Porém em seu lugar pôs a seus filhos; a estes Josué circuncidou: porquanto estavam incircuncisos, porque os não circuncidaram no caminho.
8 Bütün erkekler sünnet edildikten sonra yaraları iyileşinceye dek ordugahta kaldılar.
E aconteceu que, acabando de circuncidar a toda a nação, ficaram no seu lugar no arraial, até que sararam.
9 RAB Yeşu'ya, “Mısır'da uğradığınız utancı bugün üzerinizden kaldırdım” dedi. Bugün de oraya Gilgal denmesinin nedeni budur.
Disse mais o Senhor a Josué: Hoje revolvi de sobre vós o opróbrio do Egito; pelo que o nome daquele lugar se chamou Gilgal, até ao dia de hoje.
10 Gilgal'da, Eriha ovalarında konaklamış olan İsrail halkı, ayın on dördüncü gününün akşamı Fısıh Bayramı'nı kutladı.
Estando pois os filhos de Israel alojados em Gilgal, celebraram a pascoa no dia quatorze do mes, à tarde, nas campinas de Jericó.
11 Bayramın ertesi günü, tam o gün, ülkenin ürününden mayasız ekmek yaptılar ve kavrulmuş başak yediler.
E comeram do trigo da terra do ano antecedente, ao outro dia depois da pascoa, pães asmos e espigas tostadas, no mesmo dia.
12 Ülkenin ürününden yemeleri üzerine ertesi gün man kesildi. Man kesilince İsrailliler o yıl Kenan topraklarının ürünüyle beslendiler.
E cessou o maná no dia seguinte, depois que comeram do trigo da terra do ano antecedente; e os filhos de Israel não tiveram mais maná: porém no mesmo ano comeram das novidades da terra de Canaan.
13 Yeşu Eriha'nın yakınındaydı. Başını kaldırınca önünde, kılıcını çekmiş bir adam gördü. Ona yaklaşarak, “Sen bizden misin, karşı taraftan mı?” diye sordu.

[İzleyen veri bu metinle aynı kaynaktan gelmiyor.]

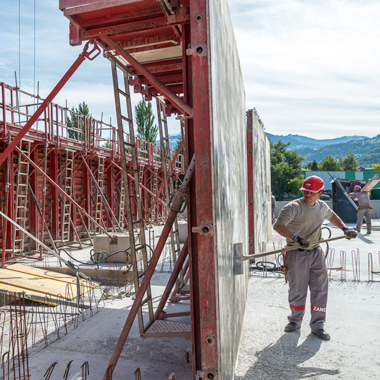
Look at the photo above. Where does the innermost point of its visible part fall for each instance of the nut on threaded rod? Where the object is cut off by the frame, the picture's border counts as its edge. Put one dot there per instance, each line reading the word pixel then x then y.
pixel 179 201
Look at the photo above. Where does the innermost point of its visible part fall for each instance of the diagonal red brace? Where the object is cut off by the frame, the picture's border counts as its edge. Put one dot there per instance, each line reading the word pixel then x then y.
pixel 89 54
pixel 173 278
pixel 179 197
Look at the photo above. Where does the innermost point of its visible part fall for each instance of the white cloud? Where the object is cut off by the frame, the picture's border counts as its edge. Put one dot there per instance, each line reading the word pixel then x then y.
pixel 311 67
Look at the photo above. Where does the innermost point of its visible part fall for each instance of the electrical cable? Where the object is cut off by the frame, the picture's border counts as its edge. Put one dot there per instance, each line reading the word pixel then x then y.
pixel 101 256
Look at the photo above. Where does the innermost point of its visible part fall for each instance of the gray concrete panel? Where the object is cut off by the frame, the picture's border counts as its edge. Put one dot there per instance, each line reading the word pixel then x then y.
pixel 261 185
pixel 231 200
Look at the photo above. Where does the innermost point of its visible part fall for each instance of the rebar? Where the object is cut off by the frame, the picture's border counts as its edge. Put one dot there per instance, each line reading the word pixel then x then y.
pixel 49 371
pixel 85 370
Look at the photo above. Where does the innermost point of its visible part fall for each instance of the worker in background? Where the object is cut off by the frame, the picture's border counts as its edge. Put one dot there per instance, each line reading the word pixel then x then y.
pixel 274 206
pixel 300 222
pixel 364 208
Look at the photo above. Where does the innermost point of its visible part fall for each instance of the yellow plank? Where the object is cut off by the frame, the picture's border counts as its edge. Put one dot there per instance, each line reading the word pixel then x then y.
pixel 41 272
pixel 35 283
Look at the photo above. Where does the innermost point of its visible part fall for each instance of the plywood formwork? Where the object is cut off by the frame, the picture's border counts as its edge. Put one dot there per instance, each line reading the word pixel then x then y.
pixel 185 53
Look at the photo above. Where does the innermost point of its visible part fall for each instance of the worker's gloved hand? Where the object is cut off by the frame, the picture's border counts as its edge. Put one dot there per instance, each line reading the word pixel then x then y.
pixel 350 233
pixel 301 241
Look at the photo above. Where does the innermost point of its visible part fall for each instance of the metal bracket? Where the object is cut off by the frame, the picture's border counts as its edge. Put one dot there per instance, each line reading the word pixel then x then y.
pixel 198 50
pixel 208 374
pixel 205 229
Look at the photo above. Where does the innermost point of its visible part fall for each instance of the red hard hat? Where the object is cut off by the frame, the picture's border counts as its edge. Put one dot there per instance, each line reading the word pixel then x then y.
pixel 313 184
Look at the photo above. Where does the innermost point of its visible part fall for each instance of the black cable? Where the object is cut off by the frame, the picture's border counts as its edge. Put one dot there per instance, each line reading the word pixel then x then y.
pixel 101 256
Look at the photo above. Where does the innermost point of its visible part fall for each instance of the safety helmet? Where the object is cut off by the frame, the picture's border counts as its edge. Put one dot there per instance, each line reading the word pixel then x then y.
pixel 313 184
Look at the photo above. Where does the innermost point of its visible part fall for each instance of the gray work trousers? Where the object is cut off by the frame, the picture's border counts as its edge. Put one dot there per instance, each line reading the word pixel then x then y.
pixel 307 269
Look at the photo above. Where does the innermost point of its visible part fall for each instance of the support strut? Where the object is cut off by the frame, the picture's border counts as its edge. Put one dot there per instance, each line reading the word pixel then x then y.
pixel 85 54
pixel 176 206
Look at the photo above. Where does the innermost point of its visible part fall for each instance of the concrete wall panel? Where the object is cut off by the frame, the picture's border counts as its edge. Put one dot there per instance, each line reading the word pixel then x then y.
pixel 261 185
pixel 230 157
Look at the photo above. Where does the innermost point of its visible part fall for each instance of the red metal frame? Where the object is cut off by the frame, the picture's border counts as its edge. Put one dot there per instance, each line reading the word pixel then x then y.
pixel 85 54
pixel 250 183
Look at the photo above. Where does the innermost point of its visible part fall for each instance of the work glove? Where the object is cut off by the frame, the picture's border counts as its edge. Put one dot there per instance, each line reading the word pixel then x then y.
pixel 350 233
pixel 301 241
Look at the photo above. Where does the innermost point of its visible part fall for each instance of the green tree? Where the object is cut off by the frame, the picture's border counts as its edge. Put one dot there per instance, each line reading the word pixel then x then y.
pixel 146 129
pixel 349 162
pixel 286 169
pixel 313 165
pixel 72 122
pixel 329 163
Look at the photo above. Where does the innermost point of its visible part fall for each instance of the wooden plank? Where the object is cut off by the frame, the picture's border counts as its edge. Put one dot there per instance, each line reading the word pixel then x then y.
pixel 30 283
pixel 44 273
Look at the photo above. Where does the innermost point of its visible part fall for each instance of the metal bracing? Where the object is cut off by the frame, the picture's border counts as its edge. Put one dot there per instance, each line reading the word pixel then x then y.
pixel 168 180
pixel 21 197
pixel 65 204
pixel 132 195
pixel 99 203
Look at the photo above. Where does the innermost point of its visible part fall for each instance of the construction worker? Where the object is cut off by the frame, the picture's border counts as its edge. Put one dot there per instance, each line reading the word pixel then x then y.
pixel 300 222
pixel 364 208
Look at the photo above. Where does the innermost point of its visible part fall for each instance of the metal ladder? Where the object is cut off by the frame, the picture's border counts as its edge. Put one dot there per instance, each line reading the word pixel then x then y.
pixel 168 179
pixel 65 203
pixel 154 191
pixel 99 202
pixel 21 200
pixel 122 203
pixel 135 222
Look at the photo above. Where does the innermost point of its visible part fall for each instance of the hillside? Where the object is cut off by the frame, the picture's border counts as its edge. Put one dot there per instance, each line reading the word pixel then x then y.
pixel 299 142
pixel 365 149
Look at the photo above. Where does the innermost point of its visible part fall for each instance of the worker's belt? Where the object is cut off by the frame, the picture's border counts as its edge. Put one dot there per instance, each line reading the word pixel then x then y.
pixel 362 207
pixel 305 250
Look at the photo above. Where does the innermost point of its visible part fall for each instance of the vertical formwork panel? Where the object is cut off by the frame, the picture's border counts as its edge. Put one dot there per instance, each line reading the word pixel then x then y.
pixel 261 184
pixel 220 186
pixel 231 184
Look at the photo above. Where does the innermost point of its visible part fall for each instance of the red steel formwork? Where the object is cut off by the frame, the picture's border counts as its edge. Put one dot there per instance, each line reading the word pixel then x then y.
pixel 81 160
pixel 184 52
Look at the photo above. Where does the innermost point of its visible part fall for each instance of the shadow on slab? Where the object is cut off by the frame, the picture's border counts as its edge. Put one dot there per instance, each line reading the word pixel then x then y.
pixel 282 360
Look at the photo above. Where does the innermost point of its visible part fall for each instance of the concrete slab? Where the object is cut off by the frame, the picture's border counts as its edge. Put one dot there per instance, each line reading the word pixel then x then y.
pixel 267 352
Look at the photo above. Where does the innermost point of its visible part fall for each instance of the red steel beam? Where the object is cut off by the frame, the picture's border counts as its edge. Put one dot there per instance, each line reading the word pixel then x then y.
pixel 172 280
pixel 178 200
pixel 81 209
pixel 250 183
pixel 85 54
pixel 153 80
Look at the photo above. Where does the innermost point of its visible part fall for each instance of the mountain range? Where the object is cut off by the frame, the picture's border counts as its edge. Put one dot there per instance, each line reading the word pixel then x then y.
pixel 365 149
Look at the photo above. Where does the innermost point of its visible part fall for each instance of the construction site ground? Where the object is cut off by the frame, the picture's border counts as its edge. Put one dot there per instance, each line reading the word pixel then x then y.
pixel 266 351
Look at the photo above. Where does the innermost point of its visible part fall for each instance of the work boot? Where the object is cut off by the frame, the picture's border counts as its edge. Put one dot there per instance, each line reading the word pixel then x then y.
pixel 291 327
pixel 321 334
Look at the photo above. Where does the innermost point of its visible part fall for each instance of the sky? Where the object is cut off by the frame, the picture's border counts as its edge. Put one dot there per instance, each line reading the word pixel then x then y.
pixel 309 67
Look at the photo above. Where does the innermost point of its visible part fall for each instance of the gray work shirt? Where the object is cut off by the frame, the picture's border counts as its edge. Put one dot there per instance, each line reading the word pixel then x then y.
pixel 362 197
pixel 303 220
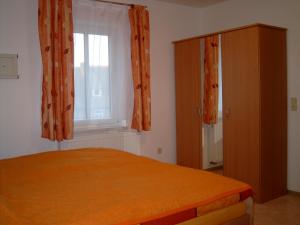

E sucedeu que, estando Josué ao pé de Jericó, levantou os seus olhos, e olhou; e eis que se pôs em pé diante dele um homem que tinha na mão uma espada nua: e chegou-se Josué a ele, e disse-lhe: És tu dos nossos, ou dos nossos inimigos?
14 Adam, “Hiçbiri” dedi, “Ben RAB'bin ordusunun komutanıyım. Şimdi geldim.” O zaman Yeşu yüzüstü yere kapanıp ona tapındı. “Efendimin kuluna buyruğu nedir?” diye sordu.
E disse ele: Não, mas venho agora como príncipe do exército do Senhor. Então Josué se prostrou sobre o seu rosto na terra, e o adorou, e disse-lhe: Que diz meu senhor ao seu servo?
15 RAB'bin ordusunun komutanı, “Çarığını çıkar” dedi, “Çünkü bastığın yer kutsaldır.” Yeşu söyleneni yaptı.
Então disse o príncipe do exército do Senhor a Josué: Descalça os sapatos de teus pés, porque o lugar em que estás é santo. E fez Josué assim.